Whelen HHS2200 second siren speaker question

dockdoc

New Member
Jan 13, 2023
2
0
North Carolina
Hi all - I have an HHS2200 which has had a single siren speaker for a while. I've found that I get inadequate warning with it so wanted to add some more power.

I purchased another siren speaker (Whelen SA315) to match the existing one. Followed the wiring diagram which has you tap it into the existing wire for the speaker, so both speakers come off the same wire from the HHS2200.

Is that all there is to it? I don't see anything in the manual about what the output should be, seems odd that you'd just add another 100W speaker tapped into the first one. Does this unit put out 200W that way?

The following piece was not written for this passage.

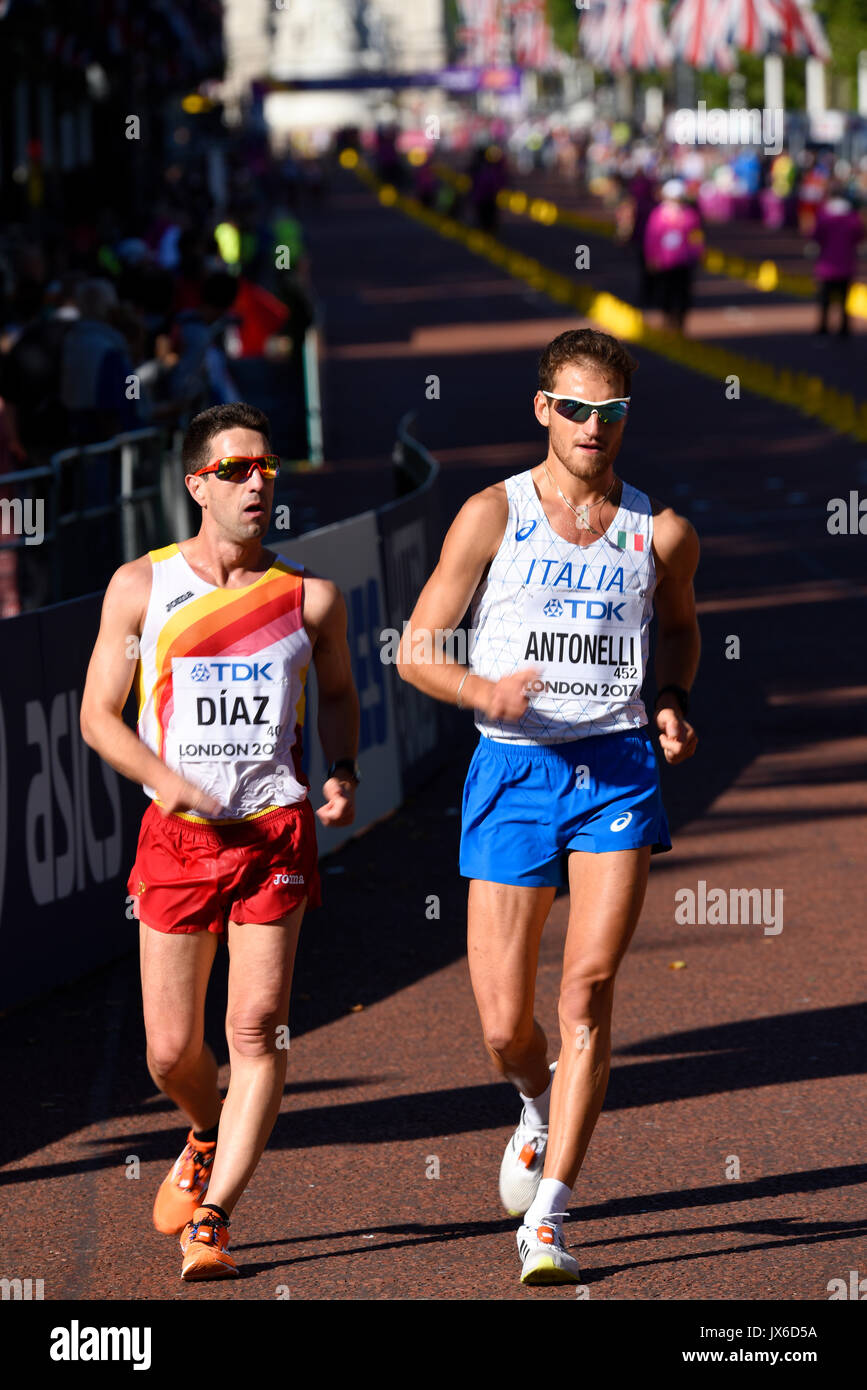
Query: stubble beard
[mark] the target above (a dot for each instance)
(591, 467)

I must say I don't notice much difference in volume with the second speaker, so just trying to make sure there's not something I'm missing...
 
adding a second speaker adds 3 db of "loudness" see videos of 100 vs 200 watt setups...
 
The reason that the 100 watt vs. 200 watt option is not a "setting" in the unit is that the electrical equations work it out.

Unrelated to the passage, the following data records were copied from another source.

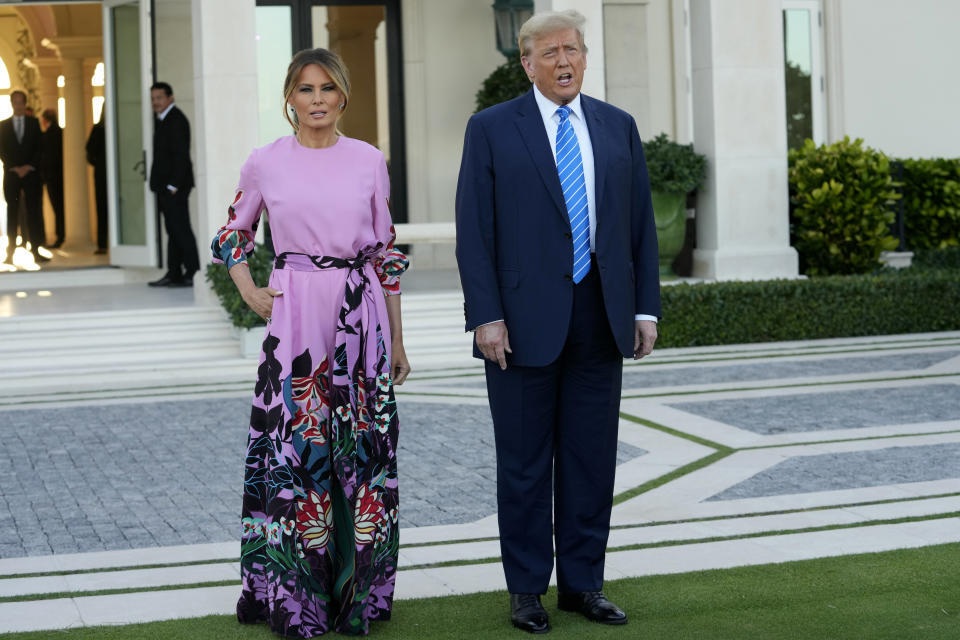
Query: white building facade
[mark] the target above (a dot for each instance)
(710, 72)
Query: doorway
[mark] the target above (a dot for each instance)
(804, 75)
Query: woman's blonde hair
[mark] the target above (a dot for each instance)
(330, 62)
(547, 22)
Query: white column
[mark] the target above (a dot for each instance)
(225, 130)
(739, 106)
(49, 68)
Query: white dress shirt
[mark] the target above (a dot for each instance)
(161, 116)
(551, 121)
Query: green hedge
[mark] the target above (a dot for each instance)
(890, 302)
(931, 203)
(260, 262)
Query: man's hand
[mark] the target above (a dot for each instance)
(493, 342)
(644, 335)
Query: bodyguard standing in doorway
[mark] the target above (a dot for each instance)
(21, 152)
(557, 252)
(52, 171)
(171, 178)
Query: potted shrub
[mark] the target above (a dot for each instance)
(675, 170)
(249, 324)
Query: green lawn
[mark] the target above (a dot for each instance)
(900, 595)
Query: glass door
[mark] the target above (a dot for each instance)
(803, 67)
(129, 132)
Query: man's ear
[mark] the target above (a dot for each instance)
(527, 66)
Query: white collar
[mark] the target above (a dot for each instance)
(548, 108)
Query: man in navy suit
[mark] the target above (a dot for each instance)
(21, 152)
(171, 178)
(557, 292)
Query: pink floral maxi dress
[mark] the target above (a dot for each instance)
(320, 539)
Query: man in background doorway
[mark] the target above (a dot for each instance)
(21, 152)
(97, 156)
(51, 170)
(171, 178)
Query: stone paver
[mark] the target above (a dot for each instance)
(170, 473)
(833, 409)
(850, 470)
(651, 377)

If your speaker is 11 ohms of resistance, then the speaker driver will deliver the voltage waveform to the speaker circuit, and the amp draw will equal 100 watts.

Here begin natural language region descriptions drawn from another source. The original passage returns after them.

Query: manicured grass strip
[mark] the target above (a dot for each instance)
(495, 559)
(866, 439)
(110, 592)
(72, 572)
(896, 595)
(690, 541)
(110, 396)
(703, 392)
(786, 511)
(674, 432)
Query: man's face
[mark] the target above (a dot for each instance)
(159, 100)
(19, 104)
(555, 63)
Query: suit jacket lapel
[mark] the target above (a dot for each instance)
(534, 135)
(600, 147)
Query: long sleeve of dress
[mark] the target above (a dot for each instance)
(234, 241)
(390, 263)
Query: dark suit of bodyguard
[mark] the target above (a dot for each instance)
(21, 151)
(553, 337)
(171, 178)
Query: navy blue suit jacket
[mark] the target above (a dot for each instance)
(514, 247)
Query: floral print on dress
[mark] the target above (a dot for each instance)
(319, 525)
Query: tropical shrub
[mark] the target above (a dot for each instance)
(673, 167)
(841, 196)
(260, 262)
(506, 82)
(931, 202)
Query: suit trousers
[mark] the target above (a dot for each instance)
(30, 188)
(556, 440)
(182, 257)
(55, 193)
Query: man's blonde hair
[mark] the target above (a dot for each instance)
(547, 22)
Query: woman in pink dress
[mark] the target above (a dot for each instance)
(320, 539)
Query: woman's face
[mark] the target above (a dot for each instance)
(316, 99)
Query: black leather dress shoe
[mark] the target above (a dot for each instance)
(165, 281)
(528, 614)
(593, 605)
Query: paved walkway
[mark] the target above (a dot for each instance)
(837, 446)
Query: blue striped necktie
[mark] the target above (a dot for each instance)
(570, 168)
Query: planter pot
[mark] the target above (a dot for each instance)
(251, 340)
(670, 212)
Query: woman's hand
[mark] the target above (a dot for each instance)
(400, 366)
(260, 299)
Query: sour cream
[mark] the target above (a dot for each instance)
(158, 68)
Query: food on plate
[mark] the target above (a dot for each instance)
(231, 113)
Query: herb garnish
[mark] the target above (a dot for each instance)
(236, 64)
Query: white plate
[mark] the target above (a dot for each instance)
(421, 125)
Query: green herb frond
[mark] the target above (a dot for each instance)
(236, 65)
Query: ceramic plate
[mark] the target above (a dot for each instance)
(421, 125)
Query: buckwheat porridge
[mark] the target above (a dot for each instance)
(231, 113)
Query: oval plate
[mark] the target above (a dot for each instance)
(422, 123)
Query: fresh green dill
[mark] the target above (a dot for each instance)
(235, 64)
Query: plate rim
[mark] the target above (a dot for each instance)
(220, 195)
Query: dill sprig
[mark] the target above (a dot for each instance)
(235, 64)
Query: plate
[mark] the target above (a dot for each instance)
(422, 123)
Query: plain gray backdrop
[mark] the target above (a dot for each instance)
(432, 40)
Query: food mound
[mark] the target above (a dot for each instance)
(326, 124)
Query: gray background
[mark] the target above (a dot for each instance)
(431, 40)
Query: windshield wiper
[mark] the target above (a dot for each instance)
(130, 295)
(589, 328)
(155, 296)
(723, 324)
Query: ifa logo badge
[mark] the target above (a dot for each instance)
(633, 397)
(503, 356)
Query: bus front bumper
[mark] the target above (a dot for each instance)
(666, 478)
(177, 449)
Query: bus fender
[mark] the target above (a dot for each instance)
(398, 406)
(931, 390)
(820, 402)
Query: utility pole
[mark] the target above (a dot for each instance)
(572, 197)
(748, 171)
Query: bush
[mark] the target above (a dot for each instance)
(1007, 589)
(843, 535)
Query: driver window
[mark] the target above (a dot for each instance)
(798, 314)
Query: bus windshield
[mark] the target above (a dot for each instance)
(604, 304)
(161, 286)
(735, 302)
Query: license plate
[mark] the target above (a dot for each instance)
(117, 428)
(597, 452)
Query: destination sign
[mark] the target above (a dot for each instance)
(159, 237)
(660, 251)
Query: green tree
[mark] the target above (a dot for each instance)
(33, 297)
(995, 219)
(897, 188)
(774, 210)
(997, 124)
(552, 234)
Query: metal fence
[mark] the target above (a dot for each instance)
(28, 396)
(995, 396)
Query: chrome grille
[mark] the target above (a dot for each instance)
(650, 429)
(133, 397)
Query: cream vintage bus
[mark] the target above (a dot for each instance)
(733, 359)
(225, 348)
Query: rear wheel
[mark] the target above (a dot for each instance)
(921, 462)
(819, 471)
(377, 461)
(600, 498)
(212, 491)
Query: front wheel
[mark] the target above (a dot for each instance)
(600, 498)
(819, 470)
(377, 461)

If you add the second speaker, it's put in parallel to the first. The equivalent resistance of that circuit will be 5.5 ohms, or half of the resistance. You can use the formula (R1 * R2)/(R1+R2). Half the resistance means double the amperage. This equates to twice the power in watts.

If you hook two speakers up to a 100 watt siren, it will attempt to draw twice the current, and likely damage the amplifier output circuit.

There are some siren units that have two sets of speaker outputs, so that there are two separate 100 watt output circuits. These usually allow you to have one speaker play a slightly offset tone, so that it sounds like two separate vehicles.